What Is Hypercalcemia?
Hypercalcemia is a serious electrolyte abnormality caused by excessive exposure to or ingestion of vitamin D. Symptoms of vitamin D toxicosis, which can affect multiple organ functions, usually occur within 24 to 72 hours of ingestion and include anorexia, vomiting, diarrhea, polyuria, polydipsia, depression and weakness. Initially, clinical signs may be vague and nonspecific.
Excessive amounts of vitamin D in an animal’s bloodstream can increase calcium and phosphorus levels within 12 to 24 hours after initial exposure and persist for days and weeks. As calcium and phosphorus levels rise, they can affect the kidneys as well as the heart, gastrointestinal tract and the central nervous system. Acute renal failure, coma and death can occur in severe or untreated cases.
What Is the Treatment for Hypercalcemia?
Treatment goals include lowering serum calcium and phosphorous levels and managing accompanying renal failure, and may require aggressive supportive care for days or weeks. The ASPCA recommends the following treatment guidelines for treating hypercalcemia in animals:
- Stabilize the animal first—control seizures if present—before implementing specific treatment.
- Monitor serum calcium, phosphorus, BUN and creatinine levels. A complete blood analysis is recommended especially in very young or elderly animals or animals with preexisting health problems.
- Diurese the affected animal with normal saline (0.9% saline), twice the maintenance rate, until calcium drops to baseline levels. High doses of diuretics such as furosemide and corticosteroids like dexamethasone or prednisone may be needed for several days. Pamidronate (Aredia®; a bisphosphonate obtained from a human pharmacy) is an effective aid in lowering serum calcium levels.

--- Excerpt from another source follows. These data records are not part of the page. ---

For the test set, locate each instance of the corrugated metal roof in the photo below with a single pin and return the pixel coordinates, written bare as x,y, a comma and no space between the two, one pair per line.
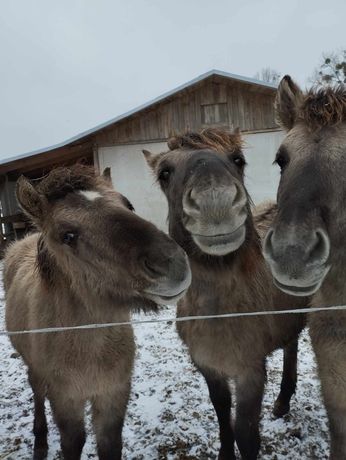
164,96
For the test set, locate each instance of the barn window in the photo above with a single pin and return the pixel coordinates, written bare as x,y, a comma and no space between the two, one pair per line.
214,114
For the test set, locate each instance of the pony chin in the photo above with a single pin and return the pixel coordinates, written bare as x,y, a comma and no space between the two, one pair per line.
220,245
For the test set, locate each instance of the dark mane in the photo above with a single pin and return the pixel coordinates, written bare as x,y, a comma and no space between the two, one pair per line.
210,138
324,106
61,181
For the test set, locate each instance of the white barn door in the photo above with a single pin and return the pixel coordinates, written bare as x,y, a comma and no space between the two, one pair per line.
131,177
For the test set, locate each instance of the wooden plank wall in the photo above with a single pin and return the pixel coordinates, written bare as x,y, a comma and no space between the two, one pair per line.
249,107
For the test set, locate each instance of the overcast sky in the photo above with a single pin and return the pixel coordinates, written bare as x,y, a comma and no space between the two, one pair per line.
68,65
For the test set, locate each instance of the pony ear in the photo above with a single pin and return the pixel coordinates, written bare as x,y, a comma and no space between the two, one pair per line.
33,203
287,102
151,158
107,175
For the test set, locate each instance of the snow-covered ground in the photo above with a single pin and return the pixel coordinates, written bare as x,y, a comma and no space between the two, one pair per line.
169,414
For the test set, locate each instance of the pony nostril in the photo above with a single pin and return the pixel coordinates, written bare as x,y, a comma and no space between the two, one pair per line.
267,245
190,203
239,198
151,269
320,250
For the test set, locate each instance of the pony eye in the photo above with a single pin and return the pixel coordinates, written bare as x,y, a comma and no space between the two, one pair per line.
164,175
70,238
281,160
239,161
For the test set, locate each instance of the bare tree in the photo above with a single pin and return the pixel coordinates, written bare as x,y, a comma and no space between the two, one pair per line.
332,69
269,75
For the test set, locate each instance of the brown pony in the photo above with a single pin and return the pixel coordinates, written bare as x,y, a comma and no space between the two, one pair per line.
306,246
202,176
91,261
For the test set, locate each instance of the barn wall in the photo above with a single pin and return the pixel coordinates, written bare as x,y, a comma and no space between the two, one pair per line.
262,177
8,198
224,104
131,175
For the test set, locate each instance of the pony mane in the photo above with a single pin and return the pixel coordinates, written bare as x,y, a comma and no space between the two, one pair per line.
63,180
210,138
324,106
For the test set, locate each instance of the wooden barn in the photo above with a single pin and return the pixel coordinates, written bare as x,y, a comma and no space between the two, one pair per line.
215,99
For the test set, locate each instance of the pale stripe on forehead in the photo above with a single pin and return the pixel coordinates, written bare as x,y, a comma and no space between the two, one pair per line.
90,195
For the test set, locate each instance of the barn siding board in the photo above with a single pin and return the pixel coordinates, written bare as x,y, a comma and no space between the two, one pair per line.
250,108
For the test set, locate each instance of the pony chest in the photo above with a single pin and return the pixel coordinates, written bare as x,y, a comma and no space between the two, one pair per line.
88,363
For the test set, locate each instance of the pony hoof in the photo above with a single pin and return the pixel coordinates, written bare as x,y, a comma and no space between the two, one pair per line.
281,409
226,455
40,453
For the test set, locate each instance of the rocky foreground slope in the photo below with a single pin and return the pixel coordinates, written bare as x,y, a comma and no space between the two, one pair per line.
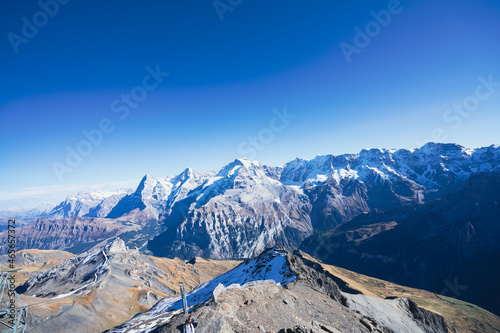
101,288
449,246
277,292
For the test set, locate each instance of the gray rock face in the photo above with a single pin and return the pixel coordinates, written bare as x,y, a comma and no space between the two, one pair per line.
453,241
246,207
113,264
74,234
310,302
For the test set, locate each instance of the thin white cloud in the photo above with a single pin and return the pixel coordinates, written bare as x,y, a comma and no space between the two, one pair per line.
32,196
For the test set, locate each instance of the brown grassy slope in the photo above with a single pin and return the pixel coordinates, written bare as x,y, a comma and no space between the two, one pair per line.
465,317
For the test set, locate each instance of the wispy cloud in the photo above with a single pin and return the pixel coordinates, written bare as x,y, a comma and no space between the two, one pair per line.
32,196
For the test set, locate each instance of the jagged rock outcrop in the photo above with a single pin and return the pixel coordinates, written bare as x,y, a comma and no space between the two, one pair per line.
450,246
102,288
277,291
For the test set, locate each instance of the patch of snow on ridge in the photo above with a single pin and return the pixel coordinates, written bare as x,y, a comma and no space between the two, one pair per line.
270,265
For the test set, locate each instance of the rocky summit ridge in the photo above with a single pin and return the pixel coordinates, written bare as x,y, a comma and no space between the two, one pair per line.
279,292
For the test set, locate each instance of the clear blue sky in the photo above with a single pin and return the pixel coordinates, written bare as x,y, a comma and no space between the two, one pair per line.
226,77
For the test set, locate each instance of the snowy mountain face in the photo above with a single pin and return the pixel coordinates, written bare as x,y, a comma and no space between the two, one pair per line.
246,207
88,204
236,213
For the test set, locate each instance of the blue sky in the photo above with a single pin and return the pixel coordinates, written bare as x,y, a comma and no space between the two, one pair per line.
228,79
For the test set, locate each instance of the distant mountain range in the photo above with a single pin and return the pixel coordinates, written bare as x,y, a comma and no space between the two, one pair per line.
416,208
246,207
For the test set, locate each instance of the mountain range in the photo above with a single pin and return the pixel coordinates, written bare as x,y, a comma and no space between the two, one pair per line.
246,207
420,217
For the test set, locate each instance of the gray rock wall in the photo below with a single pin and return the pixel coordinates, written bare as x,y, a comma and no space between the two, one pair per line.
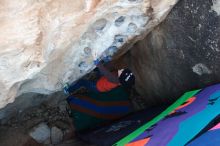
182,53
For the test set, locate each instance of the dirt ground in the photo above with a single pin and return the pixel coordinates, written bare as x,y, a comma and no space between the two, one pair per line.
16,131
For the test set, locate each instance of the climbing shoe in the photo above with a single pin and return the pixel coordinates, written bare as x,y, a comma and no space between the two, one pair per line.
66,89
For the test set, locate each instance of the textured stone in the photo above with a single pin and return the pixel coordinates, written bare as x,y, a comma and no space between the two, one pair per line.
56,135
41,133
181,54
42,41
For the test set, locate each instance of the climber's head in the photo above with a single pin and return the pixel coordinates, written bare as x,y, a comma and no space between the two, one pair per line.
126,78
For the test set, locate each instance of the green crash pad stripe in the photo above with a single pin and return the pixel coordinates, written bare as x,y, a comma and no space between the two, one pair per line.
140,130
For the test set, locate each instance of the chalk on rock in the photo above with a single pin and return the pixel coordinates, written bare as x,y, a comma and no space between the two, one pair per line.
40,133
132,28
112,50
56,135
119,21
87,51
119,39
100,24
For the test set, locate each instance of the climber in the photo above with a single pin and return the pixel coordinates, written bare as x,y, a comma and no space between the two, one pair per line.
106,82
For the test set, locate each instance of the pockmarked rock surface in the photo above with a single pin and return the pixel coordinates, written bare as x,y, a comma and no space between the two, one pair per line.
45,43
181,54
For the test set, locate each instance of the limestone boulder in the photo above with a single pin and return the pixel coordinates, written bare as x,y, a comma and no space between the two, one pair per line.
181,54
46,43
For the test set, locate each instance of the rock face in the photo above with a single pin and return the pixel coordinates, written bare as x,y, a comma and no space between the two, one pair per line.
41,133
45,43
182,53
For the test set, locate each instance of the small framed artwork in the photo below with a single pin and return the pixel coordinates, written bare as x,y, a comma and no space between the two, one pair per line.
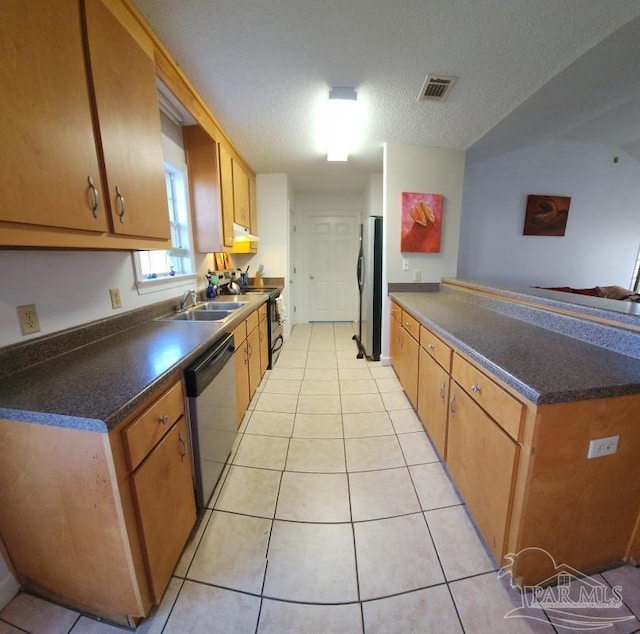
546,215
421,225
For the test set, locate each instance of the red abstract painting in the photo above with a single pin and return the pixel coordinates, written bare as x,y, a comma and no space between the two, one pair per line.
421,222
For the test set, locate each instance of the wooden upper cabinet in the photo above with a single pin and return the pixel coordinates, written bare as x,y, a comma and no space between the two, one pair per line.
128,116
48,151
201,152
242,213
253,213
227,194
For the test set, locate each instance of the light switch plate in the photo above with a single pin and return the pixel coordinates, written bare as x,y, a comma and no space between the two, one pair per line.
603,447
116,300
28,318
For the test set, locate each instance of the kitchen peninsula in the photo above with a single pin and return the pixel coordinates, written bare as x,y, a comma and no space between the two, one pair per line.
513,388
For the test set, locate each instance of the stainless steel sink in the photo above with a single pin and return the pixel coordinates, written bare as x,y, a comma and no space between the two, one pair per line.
210,306
200,315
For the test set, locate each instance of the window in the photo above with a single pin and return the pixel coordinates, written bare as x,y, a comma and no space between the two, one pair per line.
158,268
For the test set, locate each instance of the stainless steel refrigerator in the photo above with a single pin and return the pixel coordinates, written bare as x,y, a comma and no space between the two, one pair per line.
369,272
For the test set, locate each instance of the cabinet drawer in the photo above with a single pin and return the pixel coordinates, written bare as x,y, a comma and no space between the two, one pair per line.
239,334
145,432
437,348
411,325
500,405
252,321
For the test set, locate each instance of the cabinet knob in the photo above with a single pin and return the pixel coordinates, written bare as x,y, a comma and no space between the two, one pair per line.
120,198
96,197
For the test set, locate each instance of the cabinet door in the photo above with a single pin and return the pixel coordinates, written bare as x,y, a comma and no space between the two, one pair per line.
163,489
264,347
226,194
201,152
253,341
394,344
253,213
241,195
409,364
481,459
45,114
126,103
243,397
433,400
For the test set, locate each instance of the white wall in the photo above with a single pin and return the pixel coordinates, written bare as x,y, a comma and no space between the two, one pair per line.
603,228
71,288
305,204
414,168
8,585
373,199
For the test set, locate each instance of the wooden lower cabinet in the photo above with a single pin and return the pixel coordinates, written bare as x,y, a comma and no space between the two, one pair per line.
249,360
433,401
264,339
241,356
522,468
80,528
481,460
162,488
404,354
255,366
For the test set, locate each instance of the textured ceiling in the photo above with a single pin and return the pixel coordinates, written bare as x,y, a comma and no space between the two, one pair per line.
265,69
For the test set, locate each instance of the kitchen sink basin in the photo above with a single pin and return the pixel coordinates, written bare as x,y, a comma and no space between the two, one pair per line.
201,315
217,306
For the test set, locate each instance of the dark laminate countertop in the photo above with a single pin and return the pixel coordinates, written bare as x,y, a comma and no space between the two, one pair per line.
96,386
543,365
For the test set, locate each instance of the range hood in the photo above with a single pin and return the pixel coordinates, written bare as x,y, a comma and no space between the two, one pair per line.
242,234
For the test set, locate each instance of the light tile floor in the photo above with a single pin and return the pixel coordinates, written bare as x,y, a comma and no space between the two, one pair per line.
334,515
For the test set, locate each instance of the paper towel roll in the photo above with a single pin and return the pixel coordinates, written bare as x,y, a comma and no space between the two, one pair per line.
281,311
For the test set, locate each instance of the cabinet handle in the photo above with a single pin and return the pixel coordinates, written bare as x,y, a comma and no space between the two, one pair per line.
96,197
183,453
120,198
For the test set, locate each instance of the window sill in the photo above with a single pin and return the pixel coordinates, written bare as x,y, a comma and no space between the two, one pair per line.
162,283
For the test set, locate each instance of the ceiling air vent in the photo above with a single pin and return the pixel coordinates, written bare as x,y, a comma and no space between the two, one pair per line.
436,88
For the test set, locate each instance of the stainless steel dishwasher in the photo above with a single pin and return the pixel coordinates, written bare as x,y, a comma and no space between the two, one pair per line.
210,384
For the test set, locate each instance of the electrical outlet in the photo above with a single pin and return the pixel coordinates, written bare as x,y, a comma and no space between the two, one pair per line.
603,447
116,300
28,318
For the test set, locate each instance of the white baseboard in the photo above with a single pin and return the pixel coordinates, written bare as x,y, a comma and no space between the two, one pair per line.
8,587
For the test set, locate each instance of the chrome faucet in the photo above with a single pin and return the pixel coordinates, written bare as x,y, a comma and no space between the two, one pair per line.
191,294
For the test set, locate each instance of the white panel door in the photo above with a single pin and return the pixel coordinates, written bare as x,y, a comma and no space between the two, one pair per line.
332,248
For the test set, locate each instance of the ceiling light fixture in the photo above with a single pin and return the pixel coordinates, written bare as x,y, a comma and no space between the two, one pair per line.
341,123
242,234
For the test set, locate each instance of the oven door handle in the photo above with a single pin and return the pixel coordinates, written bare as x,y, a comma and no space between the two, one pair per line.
277,344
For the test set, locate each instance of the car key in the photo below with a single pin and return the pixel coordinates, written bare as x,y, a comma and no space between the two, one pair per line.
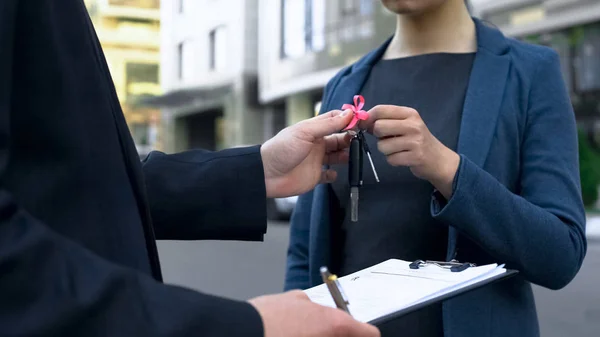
355,174
368,152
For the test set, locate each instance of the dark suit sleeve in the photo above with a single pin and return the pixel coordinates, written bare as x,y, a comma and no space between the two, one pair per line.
202,195
51,286
540,230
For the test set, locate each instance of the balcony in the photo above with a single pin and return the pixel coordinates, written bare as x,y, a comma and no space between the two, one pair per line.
133,9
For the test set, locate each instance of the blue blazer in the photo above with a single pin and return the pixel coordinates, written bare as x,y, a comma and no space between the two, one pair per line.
517,195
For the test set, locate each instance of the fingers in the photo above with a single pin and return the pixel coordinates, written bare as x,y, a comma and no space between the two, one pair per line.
345,325
383,112
325,124
405,158
393,145
395,127
299,294
328,176
363,330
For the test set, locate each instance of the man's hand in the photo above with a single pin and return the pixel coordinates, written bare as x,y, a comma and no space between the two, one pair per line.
406,141
294,158
293,314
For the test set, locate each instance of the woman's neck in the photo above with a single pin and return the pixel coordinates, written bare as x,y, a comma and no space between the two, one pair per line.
448,28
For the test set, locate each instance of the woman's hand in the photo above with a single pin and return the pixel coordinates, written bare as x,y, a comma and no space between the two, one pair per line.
406,141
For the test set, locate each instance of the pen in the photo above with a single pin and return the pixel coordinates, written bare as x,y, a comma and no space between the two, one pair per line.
335,289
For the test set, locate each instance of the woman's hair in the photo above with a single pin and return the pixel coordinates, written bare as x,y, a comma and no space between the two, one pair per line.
469,7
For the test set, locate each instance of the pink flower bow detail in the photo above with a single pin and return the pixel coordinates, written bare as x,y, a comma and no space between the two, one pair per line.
359,114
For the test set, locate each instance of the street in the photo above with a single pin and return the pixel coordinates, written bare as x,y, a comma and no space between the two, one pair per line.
241,270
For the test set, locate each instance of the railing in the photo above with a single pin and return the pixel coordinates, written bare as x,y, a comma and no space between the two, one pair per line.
147,4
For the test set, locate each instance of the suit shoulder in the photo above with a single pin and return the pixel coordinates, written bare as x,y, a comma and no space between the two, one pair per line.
531,55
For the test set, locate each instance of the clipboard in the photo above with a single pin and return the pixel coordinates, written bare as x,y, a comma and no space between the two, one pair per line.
473,278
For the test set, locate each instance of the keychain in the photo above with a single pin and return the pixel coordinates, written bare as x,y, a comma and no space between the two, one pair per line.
358,145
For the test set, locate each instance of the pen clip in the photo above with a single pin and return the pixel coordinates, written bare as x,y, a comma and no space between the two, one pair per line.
335,290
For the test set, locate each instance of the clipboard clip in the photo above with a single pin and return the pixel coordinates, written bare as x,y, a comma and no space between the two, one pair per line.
453,265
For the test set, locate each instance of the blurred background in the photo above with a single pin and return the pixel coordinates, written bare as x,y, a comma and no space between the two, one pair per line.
216,74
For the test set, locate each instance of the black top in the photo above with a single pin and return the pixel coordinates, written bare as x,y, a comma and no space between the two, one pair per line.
79,213
394,215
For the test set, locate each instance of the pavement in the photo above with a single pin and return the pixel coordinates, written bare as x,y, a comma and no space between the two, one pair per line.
593,228
242,270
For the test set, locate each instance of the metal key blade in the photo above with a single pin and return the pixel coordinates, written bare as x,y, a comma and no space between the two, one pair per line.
372,166
368,152
354,204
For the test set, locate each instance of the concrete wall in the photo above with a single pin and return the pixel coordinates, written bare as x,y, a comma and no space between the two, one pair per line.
346,40
193,26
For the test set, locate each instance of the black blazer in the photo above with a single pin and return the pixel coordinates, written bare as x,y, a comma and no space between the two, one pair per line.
79,213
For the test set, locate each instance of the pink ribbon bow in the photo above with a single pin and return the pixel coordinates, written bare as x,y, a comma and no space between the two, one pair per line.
359,114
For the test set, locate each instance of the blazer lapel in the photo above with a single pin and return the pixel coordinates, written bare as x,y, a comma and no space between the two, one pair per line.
482,102
352,83
484,95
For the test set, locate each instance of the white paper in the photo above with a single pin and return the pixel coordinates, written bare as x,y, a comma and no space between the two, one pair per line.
392,286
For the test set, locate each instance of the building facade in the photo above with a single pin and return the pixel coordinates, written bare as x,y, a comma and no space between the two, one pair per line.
304,43
209,74
572,28
129,32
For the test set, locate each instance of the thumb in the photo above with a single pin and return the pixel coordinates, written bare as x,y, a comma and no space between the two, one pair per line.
326,124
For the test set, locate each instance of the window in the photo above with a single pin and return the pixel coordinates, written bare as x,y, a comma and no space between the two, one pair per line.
180,60
294,28
218,48
348,7
318,25
303,27
185,59
141,80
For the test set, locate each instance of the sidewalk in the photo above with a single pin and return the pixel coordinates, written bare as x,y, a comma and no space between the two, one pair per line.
593,227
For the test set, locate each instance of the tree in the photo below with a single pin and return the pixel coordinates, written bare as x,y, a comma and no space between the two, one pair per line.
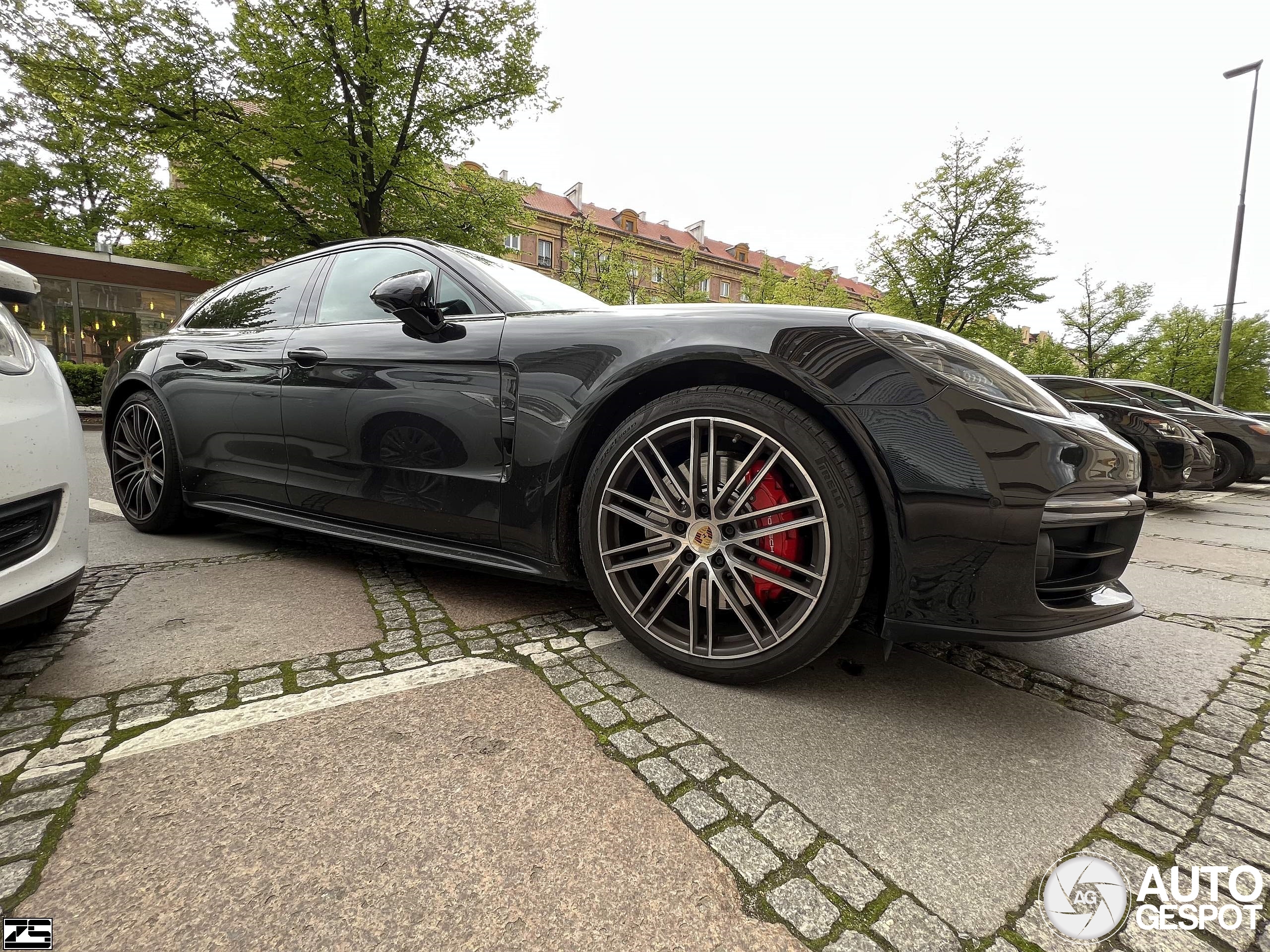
681,281
304,121
1179,350
66,179
1095,328
812,287
601,267
761,289
965,245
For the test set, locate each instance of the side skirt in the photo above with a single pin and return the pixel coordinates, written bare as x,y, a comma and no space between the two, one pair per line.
487,559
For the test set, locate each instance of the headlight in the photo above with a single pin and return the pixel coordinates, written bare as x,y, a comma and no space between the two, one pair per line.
960,362
17,351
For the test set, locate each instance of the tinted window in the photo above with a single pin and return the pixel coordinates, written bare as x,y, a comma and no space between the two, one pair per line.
1083,390
355,273
1175,402
266,300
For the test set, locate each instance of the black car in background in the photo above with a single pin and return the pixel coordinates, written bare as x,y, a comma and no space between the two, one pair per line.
737,483
1242,442
1175,455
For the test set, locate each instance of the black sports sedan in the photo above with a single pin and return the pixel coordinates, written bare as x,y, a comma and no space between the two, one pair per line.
737,483
1241,443
1175,455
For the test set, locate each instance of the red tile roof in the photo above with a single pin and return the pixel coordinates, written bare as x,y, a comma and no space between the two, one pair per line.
610,219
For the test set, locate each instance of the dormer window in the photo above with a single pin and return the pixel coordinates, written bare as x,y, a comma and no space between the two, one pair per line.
628,220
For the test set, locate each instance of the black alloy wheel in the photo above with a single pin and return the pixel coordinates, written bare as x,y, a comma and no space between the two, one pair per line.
1228,465
144,469
727,534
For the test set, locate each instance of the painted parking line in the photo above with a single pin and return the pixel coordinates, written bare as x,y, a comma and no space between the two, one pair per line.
105,507
216,722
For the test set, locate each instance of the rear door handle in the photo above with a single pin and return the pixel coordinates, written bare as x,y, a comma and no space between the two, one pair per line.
308,356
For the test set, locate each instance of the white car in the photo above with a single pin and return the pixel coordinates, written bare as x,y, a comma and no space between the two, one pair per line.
44,476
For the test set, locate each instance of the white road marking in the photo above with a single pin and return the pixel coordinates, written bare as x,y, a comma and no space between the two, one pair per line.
105,507
186,730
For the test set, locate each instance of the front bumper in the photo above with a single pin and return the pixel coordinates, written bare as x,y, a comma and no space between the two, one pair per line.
44,456
976,549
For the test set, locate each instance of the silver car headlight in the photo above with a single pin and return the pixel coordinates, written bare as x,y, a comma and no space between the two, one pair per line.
17,350
960,362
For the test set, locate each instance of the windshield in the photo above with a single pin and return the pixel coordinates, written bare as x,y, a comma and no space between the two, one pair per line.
1174,400
538,291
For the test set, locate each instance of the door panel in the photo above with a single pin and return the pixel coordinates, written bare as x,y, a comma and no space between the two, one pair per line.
220,379
388,428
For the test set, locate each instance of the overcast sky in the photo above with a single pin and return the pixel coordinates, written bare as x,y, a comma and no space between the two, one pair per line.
797,126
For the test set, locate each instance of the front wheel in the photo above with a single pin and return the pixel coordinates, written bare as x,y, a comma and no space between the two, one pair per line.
1228,465
727,534
144,468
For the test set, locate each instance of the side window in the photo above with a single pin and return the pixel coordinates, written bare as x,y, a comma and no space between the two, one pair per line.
258,302
356,273
455,301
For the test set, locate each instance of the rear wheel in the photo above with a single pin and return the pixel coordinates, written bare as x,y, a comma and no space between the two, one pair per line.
144,468
1228,465
727,534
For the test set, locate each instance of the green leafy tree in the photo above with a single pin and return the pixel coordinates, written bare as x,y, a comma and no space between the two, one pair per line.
681,280
1179,350
1095,328
965,245
1047,356
812,287
601,267
304,121
66,179
761,289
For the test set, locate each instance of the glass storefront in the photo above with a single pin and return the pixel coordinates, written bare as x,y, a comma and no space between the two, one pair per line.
92,323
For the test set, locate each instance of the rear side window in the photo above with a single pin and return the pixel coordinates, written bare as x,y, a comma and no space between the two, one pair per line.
258,302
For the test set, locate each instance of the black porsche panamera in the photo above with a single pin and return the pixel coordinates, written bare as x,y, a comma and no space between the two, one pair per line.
737,483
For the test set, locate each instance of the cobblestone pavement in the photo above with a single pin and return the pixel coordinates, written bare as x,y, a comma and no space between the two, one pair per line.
1196,785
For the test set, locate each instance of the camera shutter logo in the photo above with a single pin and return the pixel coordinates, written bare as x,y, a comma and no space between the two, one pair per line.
1085,898
27,933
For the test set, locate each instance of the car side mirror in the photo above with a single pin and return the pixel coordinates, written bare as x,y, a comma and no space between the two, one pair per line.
411,298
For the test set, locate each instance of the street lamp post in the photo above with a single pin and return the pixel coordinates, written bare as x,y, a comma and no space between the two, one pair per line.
1223,353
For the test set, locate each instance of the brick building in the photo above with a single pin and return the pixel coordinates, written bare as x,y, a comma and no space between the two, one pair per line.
729,263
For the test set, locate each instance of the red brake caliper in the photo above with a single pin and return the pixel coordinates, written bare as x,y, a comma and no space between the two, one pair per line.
786,545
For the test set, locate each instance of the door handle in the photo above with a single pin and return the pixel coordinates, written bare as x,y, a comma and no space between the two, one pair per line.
308,356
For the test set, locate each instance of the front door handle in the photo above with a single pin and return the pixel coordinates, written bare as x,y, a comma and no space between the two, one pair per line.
308,356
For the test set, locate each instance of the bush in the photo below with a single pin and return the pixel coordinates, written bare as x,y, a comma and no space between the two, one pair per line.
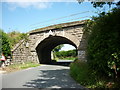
103,50
81,73
5,45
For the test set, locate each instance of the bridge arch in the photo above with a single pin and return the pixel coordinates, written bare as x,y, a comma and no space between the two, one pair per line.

- Once serum calcium and phosphorous levels have stabilized, wean off fluids and continue to monitor calcium, phosphorus, BUN and creatinine levels every 24 hours for several days. If BUN and creatinine are elevated, treat for acute renal failure—and maintain fluid diuresis—as needed. If phosphorus levels remain elevated, orally administer phosphate binders like aluminum hydroxide.
- Feed animals a low calcium diet during the course of treatment.
- Continue to monitor the animal for long-term health problems associated with organ calcification.
Please note: veterinarians must maintain records of all suspected food-related cases of vitamin D toxicosis, including duration of feeding, the amount fed and when the food was first dispensed. Diagnosis will be based on history of exposure to high levels of vitamin D, presence of hypercalcemia, hyperphosphatemia, renal failure and high levels of vitamin D in the food. Incriminated food samples for vitamin D analysis should be properly labeled and kept refrigerated until they are sent to a laboratory for analysis. A complete necropsy should be requested if an animal dies of suspected vitamin D toxicosis. Other common causes of hypercalcemia, such as ingestion of vitamin D analogues (calcipotriene and cholecalciferol- containing rodenticides) and disease conditions, such as lymphoma, adenocarcinoma or primary hyperthyroidism, should be ruled out.